I want to connect this to the ongoing work on the lmm project that I have been building and describing across my posts, and specifically to the lmm-agent crate that sits at its core. The lmm-agent framework is built entirely around the knowledge-intelligence distinction I have been drawing. It is an equation-based, training-free autonomous agent: no LLM API key, no token quotas, no stochastic black boxes, no weights updated by gradient descent on anyone's text. Instead of pattern retrieval, it implements what I am calling intelligence primitives, five structural properties that replace statistical interpolation with auditable, causal, and motivated cognition. These primitives are: calibrated Bayesian uncertainty via Gaussian belief propagation, compositional axiomatic reasoning that produces auditable forward-chaining proofs, causal counterfactual attribution using Pearl do-calculus interventions, hypothesis formation that ranks candidate new causal edges by explanatory power, and internalized motivational drives including distinct signals for Curiosity, CoherenceSeeking, and ContradictionResolution. Each of these primitives maps directly onto the abstract properties I described as belonging to intelligence rather than knowledge. None of them can be trained in by fitting patterns to text, because each requires a structural mechanism to be present at the architectural level, and that is exactly why I built them that way rather than trying to elicit them from a language model through prompting.

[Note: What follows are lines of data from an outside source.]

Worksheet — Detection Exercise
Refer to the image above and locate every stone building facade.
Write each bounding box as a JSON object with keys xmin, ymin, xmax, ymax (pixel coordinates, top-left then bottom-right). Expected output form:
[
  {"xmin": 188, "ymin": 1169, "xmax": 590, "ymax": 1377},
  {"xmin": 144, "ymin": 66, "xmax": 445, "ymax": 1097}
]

Research on systematic generalization has made the distinction between retrieval and intelligence precise in a testable way. Systematic generalization, as defined in the cognitive science and machine learning literature, is the ability to combine known concepts in new ways and derive correct predictions from those combinations without having been trained on them (6). This is the minimal form of intelligence that is clearly distinct from knowledge retrieval, because it requires generating correct outputs for combinations that are not in the training data. When you train a language model on a set of sentences and then test it on recombinations of the same words and concepts in novel structures, performance drops dramatically, even when the logical structure is identical to structures the model has seen and the concepts are all familiar (7). That drop is the empirical signature of the knowledge-retrieval ceiling. The model can retrieve patterns it has seen. It cannot generate the correct pattern for combinations it has not seen, because generation requires intelligence and the model only has knowledge. This failure has been replicated across dozens of architectures, training regimes, and task domains, and it consistently appears at the same boundary: inside the training distribution, performance is high. Outside it, performance collapses. Intelligence does not have that boundary. Knowledge does.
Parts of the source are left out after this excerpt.